Conspiracy nuts, grab your tinfoil hats and start theorising.

Scientists have located what they are calling a “big void” within the Great Pyramid of Giza.

In a study published in the journal Nature on Thursday, an international team called ScanPyramids announced that they have used cosmic-ray imaging of subatomic particles to look deep within the pyramid.

The subatomic particles are called muons, and the technique, known as muography, can sense density changes within rock.

Muons rain down on our atmosphere at the speed of light but pass more slowly through solid objects. By recording muon behaviour, scientists can thus perform an “X-ray” of structures.

Until now, we have been aware of three large interior chambers in the Pyramids and a series of passageways which connect them. These chambers are known as the King’s and Queen’s chambers and the Grand Gallery.

ScanPyramids describe the big void as a being around 30 metres long and adjacent to the King’s chamber.

big void pyramids

We don’t know, therefore aliens.

At this point, it is unclear what the big void is for, which is why we need conspiracy theorists. Maybe it’s where the alien bodies are kept. Could be a mummy curse in there.
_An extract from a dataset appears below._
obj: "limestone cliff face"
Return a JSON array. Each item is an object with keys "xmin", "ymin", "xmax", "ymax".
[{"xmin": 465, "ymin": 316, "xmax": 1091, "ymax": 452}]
Or perhaps Ben Carson was right all along and it’s full of grain!

There are other spaces around the King’s chamber, but these are smaller and were inserted to relieve pressure during construction. The big void is different and has the dimensions of what could be a hidden chamber.

The Great Pyramid is also known as the Pyramid of Khufu and it was constructed between 2580 and 2560 BC. At almost 150 metres tall, it is the oldest and largest of the pyramids and was built for Khufu, a 4th dynasty pharaoh.

ScanPyramids will continue to study the pyramid and say they plan to send in a small robot to explore the big void.